What cosmic joke puts us in a theater for a show about the power of democracy and the need to stand up to tyranny in the same instant that the very foundation of democracy – that one person’s vote counts the same as another’s – is under attack, not for the first time and surely not for the last?


I would love to sit here and gush about everything that makes Hamilton such an achievement as a piece of musical theater: the intricacies of the lyrics, the stunning choreography (which is only improved by seeing it on the big screen, by the way), the structure, the detail, and the performances. But, you don’t need me to tell you that what Miranda has created is singular in its vision and execution. The show speaks for itself.


And, anyway, me sitting here, breaking down how Miranda’s leitmotifs clue us in to each character’s fate long before they become clear in the plot would be a little like analyzing the brush strokes on Monet’s Water Lilies.
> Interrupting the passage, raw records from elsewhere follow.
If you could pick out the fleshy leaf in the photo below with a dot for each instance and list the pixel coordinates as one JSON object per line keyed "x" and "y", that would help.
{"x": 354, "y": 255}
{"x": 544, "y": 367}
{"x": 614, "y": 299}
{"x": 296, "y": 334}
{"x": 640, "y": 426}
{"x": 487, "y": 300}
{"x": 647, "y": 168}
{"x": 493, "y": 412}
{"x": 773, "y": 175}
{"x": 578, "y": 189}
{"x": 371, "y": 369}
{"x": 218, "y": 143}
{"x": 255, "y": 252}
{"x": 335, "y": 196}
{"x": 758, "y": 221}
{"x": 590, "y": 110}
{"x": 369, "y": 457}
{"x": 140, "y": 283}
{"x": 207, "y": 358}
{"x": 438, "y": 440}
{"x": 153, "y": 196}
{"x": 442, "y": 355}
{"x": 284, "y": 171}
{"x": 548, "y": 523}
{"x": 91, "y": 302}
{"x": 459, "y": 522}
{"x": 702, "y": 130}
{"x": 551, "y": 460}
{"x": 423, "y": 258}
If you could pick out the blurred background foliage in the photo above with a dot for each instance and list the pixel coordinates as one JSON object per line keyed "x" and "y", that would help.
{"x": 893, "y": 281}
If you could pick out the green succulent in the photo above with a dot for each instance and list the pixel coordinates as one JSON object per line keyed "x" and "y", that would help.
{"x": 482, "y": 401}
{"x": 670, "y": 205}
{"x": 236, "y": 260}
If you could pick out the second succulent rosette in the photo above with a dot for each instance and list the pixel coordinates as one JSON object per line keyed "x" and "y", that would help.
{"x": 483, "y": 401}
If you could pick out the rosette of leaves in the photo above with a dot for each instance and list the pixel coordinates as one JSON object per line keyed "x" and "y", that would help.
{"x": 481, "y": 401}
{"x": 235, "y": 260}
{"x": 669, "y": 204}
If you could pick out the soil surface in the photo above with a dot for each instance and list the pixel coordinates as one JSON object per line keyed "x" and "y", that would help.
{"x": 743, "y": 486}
It would be fun and perhaps informative, but it would miss the forest for the trees. I’m more interested in what we feel when we take it in and what we can do with that feeling.


In the moments before his onstage death, Alexander sings:


“Legacy, what is a legacy?

It’s planting seeds in a garden you never get to see.
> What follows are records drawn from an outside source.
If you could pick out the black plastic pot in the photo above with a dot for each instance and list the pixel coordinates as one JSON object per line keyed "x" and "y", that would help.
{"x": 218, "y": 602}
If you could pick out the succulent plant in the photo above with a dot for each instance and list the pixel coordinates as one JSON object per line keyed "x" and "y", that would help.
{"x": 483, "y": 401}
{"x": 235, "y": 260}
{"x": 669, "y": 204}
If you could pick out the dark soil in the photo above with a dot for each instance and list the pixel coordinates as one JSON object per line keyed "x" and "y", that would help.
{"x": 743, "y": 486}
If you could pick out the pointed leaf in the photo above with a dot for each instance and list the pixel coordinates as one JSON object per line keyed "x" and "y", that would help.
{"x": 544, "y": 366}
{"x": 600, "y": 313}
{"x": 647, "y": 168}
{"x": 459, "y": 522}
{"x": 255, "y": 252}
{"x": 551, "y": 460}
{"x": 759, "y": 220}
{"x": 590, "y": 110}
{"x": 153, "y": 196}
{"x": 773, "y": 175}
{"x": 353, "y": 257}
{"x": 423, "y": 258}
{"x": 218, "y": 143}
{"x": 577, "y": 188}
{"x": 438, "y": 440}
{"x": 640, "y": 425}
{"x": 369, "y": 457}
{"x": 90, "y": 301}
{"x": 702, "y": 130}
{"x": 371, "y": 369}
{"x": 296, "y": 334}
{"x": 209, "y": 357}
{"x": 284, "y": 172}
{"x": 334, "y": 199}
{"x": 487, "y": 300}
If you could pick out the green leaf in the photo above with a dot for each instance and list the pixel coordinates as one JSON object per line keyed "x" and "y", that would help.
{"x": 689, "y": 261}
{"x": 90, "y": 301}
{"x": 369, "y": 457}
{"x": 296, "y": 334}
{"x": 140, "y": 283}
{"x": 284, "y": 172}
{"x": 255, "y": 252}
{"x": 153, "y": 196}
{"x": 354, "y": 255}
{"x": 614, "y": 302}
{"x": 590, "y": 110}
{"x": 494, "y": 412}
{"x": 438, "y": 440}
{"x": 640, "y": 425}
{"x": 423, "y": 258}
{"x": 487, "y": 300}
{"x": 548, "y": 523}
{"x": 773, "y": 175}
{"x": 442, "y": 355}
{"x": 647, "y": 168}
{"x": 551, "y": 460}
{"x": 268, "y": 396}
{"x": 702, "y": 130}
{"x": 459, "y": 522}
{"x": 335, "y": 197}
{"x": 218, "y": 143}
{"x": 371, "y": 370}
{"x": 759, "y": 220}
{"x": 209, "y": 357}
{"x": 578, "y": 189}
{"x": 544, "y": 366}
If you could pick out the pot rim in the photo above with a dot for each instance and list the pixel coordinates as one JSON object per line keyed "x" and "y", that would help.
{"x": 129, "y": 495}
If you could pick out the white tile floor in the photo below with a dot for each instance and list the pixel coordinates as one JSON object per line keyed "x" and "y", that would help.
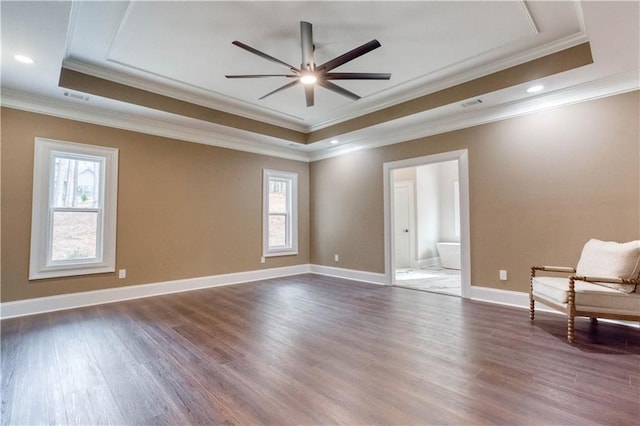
{"x": 434, "y": 278}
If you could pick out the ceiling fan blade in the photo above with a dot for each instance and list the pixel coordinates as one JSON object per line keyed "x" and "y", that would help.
{"x": 337, "y": 89}
{"x": 306, "y": 42}
{"x": 356, "y": 76}
{"x": 349, "y": 56}
{"x": 308, "y": 94}
{"x": 261, "y": 75}
{"x": 286, "y": 86}
{"x": 263, "y": 55}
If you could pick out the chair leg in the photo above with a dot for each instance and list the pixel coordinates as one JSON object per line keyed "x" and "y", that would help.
{"x": 570, "y": 320}
{"x": 532, "y": 307}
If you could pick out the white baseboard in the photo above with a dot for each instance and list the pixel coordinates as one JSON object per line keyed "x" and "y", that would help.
{"x": 349, "y": 274}
{"x": 425, "y": 263}
{"x": 98, "y": 297}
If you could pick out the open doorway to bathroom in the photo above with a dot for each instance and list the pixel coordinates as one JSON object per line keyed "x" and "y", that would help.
{"x": 427, "y": 208}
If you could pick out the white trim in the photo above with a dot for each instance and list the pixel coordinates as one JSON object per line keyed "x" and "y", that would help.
{"x": 41, "y": 264}
{"x": 291, "y": 246}
{"x": 162, "y": 85}
{"x": 412, "y": 218}
{"x": 425, "y": 263}
{"x": 110, "y": 295}
{"x": 400, "y": 130}
{"x": 463, "y": 177}
{"x": 349, "y": 274}
{"x": 157, "y": 123}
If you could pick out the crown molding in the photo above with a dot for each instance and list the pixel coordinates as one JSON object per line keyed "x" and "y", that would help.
{"x": 417, "y": 126}
{"x": 432, "y": 82}
{"x": 188, "y": 93}
{"x": 401, "y": 130}
{"x": 211, "y": 134}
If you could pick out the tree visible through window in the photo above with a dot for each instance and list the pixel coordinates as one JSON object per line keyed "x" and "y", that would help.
{"x": 74, "y": 209}
{"x": 280, "y": 219}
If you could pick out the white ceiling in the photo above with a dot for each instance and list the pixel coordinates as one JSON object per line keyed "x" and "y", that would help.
{"x": 183, "y": 50}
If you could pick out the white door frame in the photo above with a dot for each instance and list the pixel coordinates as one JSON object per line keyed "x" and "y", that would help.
{"x": 412, "y": 220}
{"x": 463, "y": 178}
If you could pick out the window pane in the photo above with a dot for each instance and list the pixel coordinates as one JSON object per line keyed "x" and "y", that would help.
{"x": 76, "y": 182}
{"x": 278, "y": 196}
{"x": 277, "y": 230}
{"x": 74, "y": 235}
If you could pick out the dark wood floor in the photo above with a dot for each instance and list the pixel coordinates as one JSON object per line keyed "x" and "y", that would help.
{"x": 315, "y": 350}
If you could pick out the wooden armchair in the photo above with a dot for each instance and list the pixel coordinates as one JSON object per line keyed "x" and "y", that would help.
{"x": 603, "y": 285}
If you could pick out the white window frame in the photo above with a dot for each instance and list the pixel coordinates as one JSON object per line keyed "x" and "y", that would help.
{"x": 291, "y": 246}
{"x": 41, "y": 265}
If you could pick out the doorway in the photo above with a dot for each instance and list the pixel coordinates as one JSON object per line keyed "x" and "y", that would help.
{"x": 427, "y": 223}
{"x": 403, "y": 219}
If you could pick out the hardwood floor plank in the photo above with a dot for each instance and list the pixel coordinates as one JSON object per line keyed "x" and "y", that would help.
{"x": 315, "y": 350}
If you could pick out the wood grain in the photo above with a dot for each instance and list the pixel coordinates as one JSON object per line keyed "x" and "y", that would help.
{"x": 315, "y": 350}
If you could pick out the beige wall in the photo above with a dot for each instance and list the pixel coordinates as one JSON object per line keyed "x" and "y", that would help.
{"x": 541, "y": 185}
{"x": 184, "y": 209}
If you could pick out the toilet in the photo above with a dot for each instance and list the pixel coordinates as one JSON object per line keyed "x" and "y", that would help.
{"x": 449, "y": 255}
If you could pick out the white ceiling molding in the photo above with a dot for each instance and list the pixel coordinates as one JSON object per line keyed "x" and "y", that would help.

I wrote some notes at the beginning of a song someone will sing for me.

America, you great unfinished symphony, you sent for me.

You let me make a difference.

A place where even orphan immigrants

Can leave their fingerprints and rise up.”


So, the feeling I am left with watching Hamilton now is that these words do not reflect the America I see around me, but rather the nation I wish we could be. The villains want to write our country’s coda, but we cannot let them. Let this moment in history be a measure, a phrase, a single note that fades into oblivion and gives way to the song we sing tomorrow, together in triumph.